American baseball player (born 1954)

George Angelo Cappuzzello (born January 15, 1954) is an American former professional baseball player who pitched for the Detroit Tigers and Houston Astros. He played with two different teams over two seasons and ended his playing career in 1982.

==Early years==
Cappuzzello was born in Girard, Ohio, and attended Youngstown State University. He completed his studies at Florida State University, where he played baseball. Cappuzzello was drafted by the Detroit Tigers in the 27th round of the 1972 Major League Baseball draft.

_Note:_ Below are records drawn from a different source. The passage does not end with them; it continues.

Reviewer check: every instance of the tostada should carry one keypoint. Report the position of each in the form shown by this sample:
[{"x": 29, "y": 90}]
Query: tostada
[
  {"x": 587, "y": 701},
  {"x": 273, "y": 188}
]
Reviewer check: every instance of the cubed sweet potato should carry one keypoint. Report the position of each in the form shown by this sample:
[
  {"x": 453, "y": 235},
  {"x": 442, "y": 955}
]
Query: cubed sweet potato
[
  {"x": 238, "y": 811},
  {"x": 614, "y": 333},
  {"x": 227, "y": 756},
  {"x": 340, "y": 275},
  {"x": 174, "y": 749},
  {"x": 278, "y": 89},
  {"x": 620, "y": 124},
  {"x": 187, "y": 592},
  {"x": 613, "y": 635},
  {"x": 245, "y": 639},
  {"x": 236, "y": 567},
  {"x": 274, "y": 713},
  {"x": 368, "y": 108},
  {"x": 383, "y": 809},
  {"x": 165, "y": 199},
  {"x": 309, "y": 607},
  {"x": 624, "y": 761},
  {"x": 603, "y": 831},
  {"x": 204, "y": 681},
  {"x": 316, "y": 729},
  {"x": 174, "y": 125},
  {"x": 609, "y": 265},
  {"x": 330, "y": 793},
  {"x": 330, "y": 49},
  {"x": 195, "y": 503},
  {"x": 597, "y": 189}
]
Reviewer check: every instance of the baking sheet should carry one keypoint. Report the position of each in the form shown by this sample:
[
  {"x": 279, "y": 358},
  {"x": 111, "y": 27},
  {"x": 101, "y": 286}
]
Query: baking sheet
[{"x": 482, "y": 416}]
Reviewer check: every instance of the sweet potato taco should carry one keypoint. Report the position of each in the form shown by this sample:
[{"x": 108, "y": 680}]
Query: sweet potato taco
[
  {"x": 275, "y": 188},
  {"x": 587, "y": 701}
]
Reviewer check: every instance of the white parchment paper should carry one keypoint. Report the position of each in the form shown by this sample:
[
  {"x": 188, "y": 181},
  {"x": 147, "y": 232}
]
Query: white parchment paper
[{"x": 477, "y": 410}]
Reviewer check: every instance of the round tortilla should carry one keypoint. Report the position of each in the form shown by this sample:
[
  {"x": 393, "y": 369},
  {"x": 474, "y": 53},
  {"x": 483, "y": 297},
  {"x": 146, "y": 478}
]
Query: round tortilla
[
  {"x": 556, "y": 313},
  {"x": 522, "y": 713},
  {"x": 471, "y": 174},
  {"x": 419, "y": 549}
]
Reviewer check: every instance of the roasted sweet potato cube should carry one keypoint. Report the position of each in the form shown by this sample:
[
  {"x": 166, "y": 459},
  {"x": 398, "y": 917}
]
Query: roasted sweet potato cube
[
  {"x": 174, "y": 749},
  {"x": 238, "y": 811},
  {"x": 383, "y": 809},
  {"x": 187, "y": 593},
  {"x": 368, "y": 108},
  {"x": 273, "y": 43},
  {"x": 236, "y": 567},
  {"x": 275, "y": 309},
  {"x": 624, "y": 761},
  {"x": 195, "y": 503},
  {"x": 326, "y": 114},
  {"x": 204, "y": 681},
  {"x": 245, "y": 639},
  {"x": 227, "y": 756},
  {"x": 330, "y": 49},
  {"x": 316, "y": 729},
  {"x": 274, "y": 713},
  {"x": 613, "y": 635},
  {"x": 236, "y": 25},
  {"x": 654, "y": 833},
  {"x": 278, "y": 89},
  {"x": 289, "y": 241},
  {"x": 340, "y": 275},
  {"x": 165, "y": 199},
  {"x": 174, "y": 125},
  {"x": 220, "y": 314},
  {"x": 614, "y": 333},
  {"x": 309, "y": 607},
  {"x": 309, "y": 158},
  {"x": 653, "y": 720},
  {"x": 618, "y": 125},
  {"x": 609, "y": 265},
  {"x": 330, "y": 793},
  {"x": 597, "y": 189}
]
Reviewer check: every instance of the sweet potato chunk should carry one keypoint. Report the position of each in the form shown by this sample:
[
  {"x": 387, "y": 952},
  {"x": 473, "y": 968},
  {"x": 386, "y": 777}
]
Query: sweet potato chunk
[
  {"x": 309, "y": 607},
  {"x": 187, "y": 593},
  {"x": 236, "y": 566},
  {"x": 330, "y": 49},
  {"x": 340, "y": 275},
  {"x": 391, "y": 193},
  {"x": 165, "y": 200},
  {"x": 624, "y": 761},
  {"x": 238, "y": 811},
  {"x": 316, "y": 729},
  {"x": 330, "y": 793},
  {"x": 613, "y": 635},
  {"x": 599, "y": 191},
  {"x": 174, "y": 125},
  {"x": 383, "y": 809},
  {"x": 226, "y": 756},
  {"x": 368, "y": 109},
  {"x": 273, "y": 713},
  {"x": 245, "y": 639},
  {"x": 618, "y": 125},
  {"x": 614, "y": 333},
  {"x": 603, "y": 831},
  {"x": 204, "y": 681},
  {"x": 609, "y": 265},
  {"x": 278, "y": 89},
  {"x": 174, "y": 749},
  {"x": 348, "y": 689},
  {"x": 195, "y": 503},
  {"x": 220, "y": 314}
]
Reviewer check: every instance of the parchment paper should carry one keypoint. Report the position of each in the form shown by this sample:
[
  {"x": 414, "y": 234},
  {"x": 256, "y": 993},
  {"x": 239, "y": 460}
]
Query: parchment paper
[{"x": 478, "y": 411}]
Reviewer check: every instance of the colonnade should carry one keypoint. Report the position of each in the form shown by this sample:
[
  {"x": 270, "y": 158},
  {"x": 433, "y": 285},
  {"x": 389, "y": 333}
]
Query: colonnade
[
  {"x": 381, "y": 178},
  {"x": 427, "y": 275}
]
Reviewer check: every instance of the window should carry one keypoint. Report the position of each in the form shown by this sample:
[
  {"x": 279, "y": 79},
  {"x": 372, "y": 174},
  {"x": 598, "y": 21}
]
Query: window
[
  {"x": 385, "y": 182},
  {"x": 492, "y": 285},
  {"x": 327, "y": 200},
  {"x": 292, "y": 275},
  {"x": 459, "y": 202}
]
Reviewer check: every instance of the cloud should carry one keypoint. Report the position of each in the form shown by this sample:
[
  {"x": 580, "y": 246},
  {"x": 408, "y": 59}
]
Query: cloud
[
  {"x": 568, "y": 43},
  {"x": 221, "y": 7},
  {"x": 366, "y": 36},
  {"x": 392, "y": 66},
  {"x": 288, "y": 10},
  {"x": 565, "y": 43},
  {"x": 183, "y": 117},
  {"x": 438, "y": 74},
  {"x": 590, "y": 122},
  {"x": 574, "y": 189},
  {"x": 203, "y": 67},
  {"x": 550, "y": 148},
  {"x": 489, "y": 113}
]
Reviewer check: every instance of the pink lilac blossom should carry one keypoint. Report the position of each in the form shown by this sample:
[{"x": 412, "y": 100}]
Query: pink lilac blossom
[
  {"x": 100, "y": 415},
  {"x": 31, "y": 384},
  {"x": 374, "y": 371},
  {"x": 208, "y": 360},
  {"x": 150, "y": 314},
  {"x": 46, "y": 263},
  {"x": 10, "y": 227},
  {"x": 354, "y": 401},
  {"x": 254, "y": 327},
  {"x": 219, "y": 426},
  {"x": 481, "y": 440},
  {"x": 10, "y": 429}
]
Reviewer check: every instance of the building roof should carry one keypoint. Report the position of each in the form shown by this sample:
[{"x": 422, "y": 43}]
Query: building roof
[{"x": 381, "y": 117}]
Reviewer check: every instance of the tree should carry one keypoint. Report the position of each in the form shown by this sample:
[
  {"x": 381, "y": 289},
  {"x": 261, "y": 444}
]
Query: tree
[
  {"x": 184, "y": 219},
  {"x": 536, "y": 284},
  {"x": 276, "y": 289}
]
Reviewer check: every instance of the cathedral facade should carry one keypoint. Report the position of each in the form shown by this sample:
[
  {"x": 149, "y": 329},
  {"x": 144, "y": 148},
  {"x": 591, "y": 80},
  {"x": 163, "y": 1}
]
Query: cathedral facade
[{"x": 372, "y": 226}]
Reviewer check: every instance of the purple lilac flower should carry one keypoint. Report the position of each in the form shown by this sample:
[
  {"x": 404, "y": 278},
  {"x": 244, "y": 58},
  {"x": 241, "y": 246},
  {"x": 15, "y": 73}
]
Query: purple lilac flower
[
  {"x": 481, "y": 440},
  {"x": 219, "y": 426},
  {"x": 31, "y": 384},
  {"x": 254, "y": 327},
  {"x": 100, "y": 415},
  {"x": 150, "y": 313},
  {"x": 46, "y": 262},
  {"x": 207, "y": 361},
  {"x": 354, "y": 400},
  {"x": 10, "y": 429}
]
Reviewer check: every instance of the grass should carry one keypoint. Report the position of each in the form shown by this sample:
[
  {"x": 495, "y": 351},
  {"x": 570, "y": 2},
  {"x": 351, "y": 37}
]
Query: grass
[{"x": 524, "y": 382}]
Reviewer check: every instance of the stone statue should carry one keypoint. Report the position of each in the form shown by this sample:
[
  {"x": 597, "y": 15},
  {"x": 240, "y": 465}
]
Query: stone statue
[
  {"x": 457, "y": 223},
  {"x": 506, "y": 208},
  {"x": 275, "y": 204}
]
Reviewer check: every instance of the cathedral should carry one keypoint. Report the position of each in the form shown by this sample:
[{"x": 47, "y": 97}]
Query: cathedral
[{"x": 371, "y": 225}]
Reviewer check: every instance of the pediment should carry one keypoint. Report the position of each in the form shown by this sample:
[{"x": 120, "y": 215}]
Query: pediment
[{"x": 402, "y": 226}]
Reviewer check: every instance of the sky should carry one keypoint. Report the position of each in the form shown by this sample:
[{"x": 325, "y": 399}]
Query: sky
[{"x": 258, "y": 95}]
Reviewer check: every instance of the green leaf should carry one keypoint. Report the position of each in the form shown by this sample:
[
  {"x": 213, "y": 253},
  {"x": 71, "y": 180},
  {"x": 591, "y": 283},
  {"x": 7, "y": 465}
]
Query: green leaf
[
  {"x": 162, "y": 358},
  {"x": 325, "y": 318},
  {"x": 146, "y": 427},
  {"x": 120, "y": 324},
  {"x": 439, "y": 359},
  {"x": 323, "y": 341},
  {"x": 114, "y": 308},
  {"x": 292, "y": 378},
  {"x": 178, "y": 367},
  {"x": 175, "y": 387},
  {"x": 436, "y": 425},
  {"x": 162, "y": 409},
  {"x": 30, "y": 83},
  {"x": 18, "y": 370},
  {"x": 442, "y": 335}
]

Cappuzzello spent a good number of years in the farm system before he was traded to the Cincinnati Reds on March 6, 1978, along with John Valle, in exchange for Reds pitcher Jack Billingham. Just two years later, Cappuzzello was released by the Reds and subsequently picked up by his former team, the Detroit Tigers. After sparkling in Triple-A ball that season, Cappuzzello was called up to the big leagues.

==Major League debut==
Cappuzzello made his debut with the Tigers on May 31, 1981, against the Baltimore Orioles. Cappuzzello did not fare well, giving up three earned runs and walking three batters in an inning of work. Nonetheless, Cappuzzello stayed with the team for the remainder of the season, starting in three games and coming in relief during 15 others. He posted a 3.48 earned run average (ERA) and went 1–1 for the season.

==Later career==
Before the start of the 1982 season, Cappuzzello was released by the Tigers and picked up a week later by the Houston Astros. With the Astros, Cappuzzello worked in relief and pitched brilliantly in 191/3 innings of work, giving up 16 hits, and striking out 13 while posting a 2.79 ERA. This high point, however, turned out to be Cappuzzello's final performance as a major league pitcher. His professional baseball career came to an unexpected end.